Canada shot the opening shot in the global cannabis regulation arms race. On October 17, 2018, Canada was the first G7 country to legalize cannabis, an act that seemed like the start of a chain reaction: Germany, the U.K., Denmark, Thailand, Greece, Australia, and New Zealand were only some of the countries that subsequently announced they would consider full or partial legalization while in the meanwhile approving medical cannabis. A year later, in October 2019, Canada took it a step further when it legalized the use of cannabis in edibles, concentrates, and topicals.
The Canadian government has forecasted that cannabis will account for 6% of the country’s gross domestic product (GDP) by the end of 2019. But Canadians are no longer as optimistic, especially on Canada’s east coast, which has less cannabis-based businesses than its west coast.
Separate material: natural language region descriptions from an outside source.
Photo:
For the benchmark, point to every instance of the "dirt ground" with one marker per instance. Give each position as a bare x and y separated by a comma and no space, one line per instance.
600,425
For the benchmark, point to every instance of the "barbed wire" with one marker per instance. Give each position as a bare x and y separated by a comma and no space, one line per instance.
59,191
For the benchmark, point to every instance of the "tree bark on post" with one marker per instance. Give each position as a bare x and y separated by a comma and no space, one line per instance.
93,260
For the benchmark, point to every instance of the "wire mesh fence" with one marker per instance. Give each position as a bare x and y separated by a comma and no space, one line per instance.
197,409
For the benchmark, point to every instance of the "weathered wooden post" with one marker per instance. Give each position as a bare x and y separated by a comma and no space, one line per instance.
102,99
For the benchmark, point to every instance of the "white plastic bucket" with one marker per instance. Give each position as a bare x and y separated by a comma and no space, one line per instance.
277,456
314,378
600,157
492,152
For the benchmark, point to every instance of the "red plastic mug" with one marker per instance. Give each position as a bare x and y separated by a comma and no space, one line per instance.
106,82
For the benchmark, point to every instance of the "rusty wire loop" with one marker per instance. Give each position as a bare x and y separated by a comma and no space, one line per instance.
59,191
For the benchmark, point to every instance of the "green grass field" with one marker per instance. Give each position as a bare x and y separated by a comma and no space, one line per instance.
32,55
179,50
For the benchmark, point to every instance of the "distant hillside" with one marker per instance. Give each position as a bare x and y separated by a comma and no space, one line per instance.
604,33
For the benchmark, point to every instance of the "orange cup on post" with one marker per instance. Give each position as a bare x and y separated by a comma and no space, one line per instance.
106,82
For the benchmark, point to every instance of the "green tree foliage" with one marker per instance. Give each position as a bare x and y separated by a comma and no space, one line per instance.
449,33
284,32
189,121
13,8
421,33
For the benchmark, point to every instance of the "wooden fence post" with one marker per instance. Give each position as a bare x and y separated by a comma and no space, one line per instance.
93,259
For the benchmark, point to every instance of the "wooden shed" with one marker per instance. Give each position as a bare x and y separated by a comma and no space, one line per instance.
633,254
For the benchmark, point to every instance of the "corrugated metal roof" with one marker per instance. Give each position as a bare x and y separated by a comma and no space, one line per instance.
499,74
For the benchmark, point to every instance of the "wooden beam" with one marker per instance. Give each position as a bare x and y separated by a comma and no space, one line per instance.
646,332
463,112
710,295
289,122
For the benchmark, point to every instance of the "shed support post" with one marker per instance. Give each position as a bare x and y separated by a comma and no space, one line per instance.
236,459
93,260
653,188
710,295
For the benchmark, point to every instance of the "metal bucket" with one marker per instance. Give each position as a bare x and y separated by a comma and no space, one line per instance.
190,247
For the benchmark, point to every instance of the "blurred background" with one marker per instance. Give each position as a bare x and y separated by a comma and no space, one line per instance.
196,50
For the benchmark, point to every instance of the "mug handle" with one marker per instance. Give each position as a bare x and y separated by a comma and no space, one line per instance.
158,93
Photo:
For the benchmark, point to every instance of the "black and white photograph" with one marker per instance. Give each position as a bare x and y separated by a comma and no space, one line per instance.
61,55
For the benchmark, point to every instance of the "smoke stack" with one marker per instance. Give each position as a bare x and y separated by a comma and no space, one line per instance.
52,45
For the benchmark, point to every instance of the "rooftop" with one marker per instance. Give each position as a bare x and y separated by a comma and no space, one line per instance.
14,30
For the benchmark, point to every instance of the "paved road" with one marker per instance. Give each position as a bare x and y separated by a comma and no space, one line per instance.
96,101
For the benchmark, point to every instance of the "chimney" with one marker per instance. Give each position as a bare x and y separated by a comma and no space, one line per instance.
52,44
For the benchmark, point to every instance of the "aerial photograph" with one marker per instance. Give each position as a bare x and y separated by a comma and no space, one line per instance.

Cannabis cultivator Stevens Green, incorporated as 9869247 Canada Limited, invested 28 million Canadian dollars (approximately $21.11 million) in its growing facility, located in Stevensville, Ontario, CEO Jennifer Maccarone told Calcalist in a recent interview. The company’s facility, which opened its doors in July, is the largest wholesale cultivation indoor facility in the area, and Stevens Green is already planning another one nearby at a similar investment. They are the only large company around currently, with the rest being mom and pop stores of local farmers that charge high prices to maintain their small-scale operations, Maccarone said.